Hi everyone,
I am still somewhat new to haproxy, so I maybe missing a few bits and
pieces here. If so, don't hesitate to educate me :)
First of all, we are using HAProxy here at SoundCloud, so a big thanks
to everyone who invested time in this wonderful project!
We are very keen on using SSL termination with HAProxy, so we have been
running the 1.5-dev builds on non-critical infrastructure. We kept
running into one problem though. Sorry for this rather long description,
put reproduction is kind of difficult, so I want to mention everything
that might be related.
We use "nbproc 12". To restart HAProxy, we send USR1 to the worker
processes. Usually, as expected, they stop accepting connections, shut
down once all connections are terminated, then the parent process
terminates and gets restarted by the systemd-wrapper (I am aware we
could/should send USR2 to the systemd-wrapper, but I think the use case
is still valid).
If haproxy has been running for a certain amount of time (this part
makes reproduction cumbersome), we quite often run into the following
issue when restarting haproxy: if some of the workers have active
connections that they must wait for to be terminated, a fraction of
those would start hogging CPU like crazy. Attaching a debugger showed
that epoll_wait() would immediately return with events that they did not
process because they had already closed the file descriptor (and thus
owner == 0x0). This led me to the epoll(7) man page [1], which in its
Q&A section states for Q6 that just closing a fd may not be sufficient
if the inode referred to by that fd is still open in another process,
which is the case when you fork() with open fds like haproxy does.

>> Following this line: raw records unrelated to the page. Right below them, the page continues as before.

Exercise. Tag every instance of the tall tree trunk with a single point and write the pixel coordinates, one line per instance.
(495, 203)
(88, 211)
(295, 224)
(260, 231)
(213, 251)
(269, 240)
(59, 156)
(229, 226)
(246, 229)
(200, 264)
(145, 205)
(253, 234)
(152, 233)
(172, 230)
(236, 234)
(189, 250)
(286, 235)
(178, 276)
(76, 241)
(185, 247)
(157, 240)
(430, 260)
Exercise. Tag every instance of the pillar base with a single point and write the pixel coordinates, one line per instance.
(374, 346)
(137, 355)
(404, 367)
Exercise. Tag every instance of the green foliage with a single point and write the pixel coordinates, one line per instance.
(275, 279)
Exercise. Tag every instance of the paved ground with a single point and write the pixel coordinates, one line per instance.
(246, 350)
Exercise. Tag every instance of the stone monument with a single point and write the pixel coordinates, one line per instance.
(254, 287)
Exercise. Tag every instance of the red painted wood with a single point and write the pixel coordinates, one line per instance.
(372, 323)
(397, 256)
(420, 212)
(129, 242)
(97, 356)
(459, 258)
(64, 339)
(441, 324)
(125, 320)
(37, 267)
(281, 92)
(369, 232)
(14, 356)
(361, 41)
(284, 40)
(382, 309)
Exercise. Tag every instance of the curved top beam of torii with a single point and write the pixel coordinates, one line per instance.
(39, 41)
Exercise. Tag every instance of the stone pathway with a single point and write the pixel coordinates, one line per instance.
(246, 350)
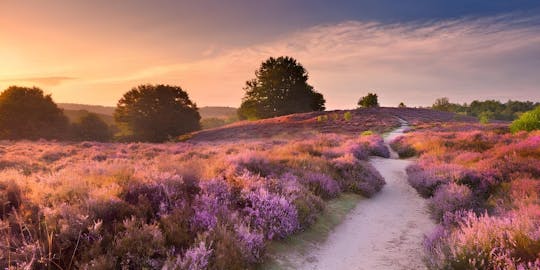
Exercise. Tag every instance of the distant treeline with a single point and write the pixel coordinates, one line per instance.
(488, 109)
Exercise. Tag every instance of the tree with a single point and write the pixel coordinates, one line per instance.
(92, 128)
(156, 113)
(528, 121)
(27, 113)
(280, 87)
(371, 100)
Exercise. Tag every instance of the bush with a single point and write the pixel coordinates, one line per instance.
(424, 181)
(92, 128)
(528, 121)
(357, 176)
(156, 113)
(402, 148)
(271, 214)
(450, 198)
(489, 243)
(279, 88)
(371, 100)
(139, 246)
(27, 113)
(321, 185)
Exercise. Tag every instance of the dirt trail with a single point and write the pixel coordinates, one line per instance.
(384, 232)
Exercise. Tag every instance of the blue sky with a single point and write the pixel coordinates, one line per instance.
(412, 51)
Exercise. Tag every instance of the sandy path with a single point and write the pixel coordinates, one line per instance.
(384, 232)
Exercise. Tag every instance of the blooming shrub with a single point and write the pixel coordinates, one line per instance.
(271, 214)
(403, 149)
(450, 197)
(483, 188)
(196, 205)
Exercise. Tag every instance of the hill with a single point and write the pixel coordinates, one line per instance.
(75, 115)
(97, 109)
(206, 112)
(217, 112)
(340, 121)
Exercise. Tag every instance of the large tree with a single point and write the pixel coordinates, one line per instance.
(156, 113)
(280, 87)
(371, 100)
(92, 128)
(27, 113)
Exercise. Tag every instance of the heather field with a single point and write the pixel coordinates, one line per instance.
(186, 205)
(482, 187)
(219, 198)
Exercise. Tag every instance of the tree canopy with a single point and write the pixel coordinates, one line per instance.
(371, 100)
(92, 128)
(528, 121)
(487, 109)
(279, 88)
(156, 113)
(27, 113)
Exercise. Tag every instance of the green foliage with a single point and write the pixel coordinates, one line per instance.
(484, 117)
(214, 122)
(371, 100)
(528, 121)
(322, 118)
(347, 116)
(92, 128)
(367, 133)
(486, 110)
(156, 113)
(280, 87)
(27, 113)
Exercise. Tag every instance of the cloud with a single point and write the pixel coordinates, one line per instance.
(464, 59)
(46, 81)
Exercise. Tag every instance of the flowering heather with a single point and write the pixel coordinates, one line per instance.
(483, 187)
(198, 205)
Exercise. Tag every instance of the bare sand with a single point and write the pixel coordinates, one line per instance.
(383, 232)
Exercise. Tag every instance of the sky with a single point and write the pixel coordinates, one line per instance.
(410, 51)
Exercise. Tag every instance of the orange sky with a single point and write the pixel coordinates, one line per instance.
(94, 57)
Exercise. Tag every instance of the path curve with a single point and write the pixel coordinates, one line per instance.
(383, 232)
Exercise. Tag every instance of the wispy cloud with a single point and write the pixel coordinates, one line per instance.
(463, 59)
(45, 81)
(495, 57)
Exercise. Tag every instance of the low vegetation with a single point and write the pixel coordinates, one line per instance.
(172, 206)
(488, 109)
(483, 187)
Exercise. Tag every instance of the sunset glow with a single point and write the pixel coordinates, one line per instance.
(93, 53)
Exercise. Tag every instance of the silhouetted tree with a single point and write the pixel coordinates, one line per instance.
(92, 128)
(528, 121)
(280, 87)
(27, 113)
(442, 104)
(156, 113)
(371, 100)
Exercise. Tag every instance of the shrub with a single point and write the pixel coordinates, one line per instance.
(528, 121)
(486, 242)
(251, 242)
(424, 181)
(139, 246)
(375, 145)
(10, 197)
(357, 176)
(321, 185)
(347, 116)
(271, 214)
(402, 148)
(450, 198)
(195, 258)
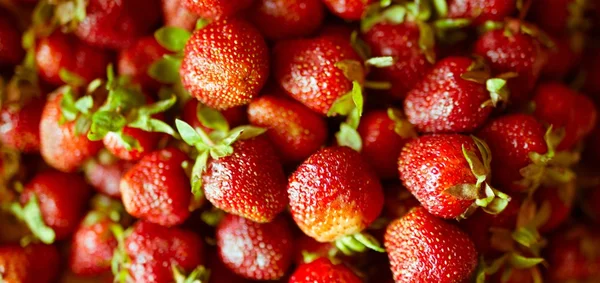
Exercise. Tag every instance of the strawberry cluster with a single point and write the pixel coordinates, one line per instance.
(196, 141)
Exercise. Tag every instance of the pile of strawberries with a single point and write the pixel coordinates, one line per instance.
(196, 141)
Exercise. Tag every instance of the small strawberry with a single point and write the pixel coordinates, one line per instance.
(448, 174)
(383, 134)
(323, 270)
(317, 71)
(334, 195)
(254, 250)
(295, 131)
(423, 248)
(157, 189)
(234, 75)
(566, 109)
(279, 19)
(35, 263)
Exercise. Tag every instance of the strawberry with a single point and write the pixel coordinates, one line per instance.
(317, 71)
(60, 144)
(323, 270)
(384, 133)
(234, 75)
(278, 19)
(334, 195)
(348, 9)
(566, 109)
(117, 24)
(448, 174)
(20, 128)
(254, 250)
(295, 131)
(514, 53)
(157, 189)
(401, 41)
(423, 248)
(449, 83)
(216, 9)
(35, 263)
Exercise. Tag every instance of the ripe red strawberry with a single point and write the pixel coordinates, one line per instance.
(92, 246)
(383, 134)
(513, 52)
(401, 41)
(60, 198)
(35, 263)
(323, 270)
(62, 51)
(295, 131)
(20, 128)
(481, 11)
(444, 101)
(135, 60)
(254, 250)
(312, 70)
(60, 146)
(234, 75)
(157, 189)
(566, 109)
(334, 194)
(154, 251)
(348, 9)
(117, 24)
(278, 19)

The scenario I constructed from this information (and here I am still
missing some knowledge) is that if a processes has a connection going on
when the signal hits, it can happen that it closes a file descriptor
that it doesn't have any connections on but then, while polling for
events on the remaining connection, receives events for the closed fd
because that one is still open in another process. Sorry for this being
kind of vague, but I am still trying to understand the relevant code paths.
However, based on the above assumption, I came up with the attached
patch as a remedy. Basically it just implements the poller.clo(fd)
handler for epoll, which is already implemented for other pollers. I
can't say with certainty, but while we had bug hit rate of at least 80%
before, I have not been able to trigger the bug in 5 attempts with the
patch applied, so I currently think it actually works.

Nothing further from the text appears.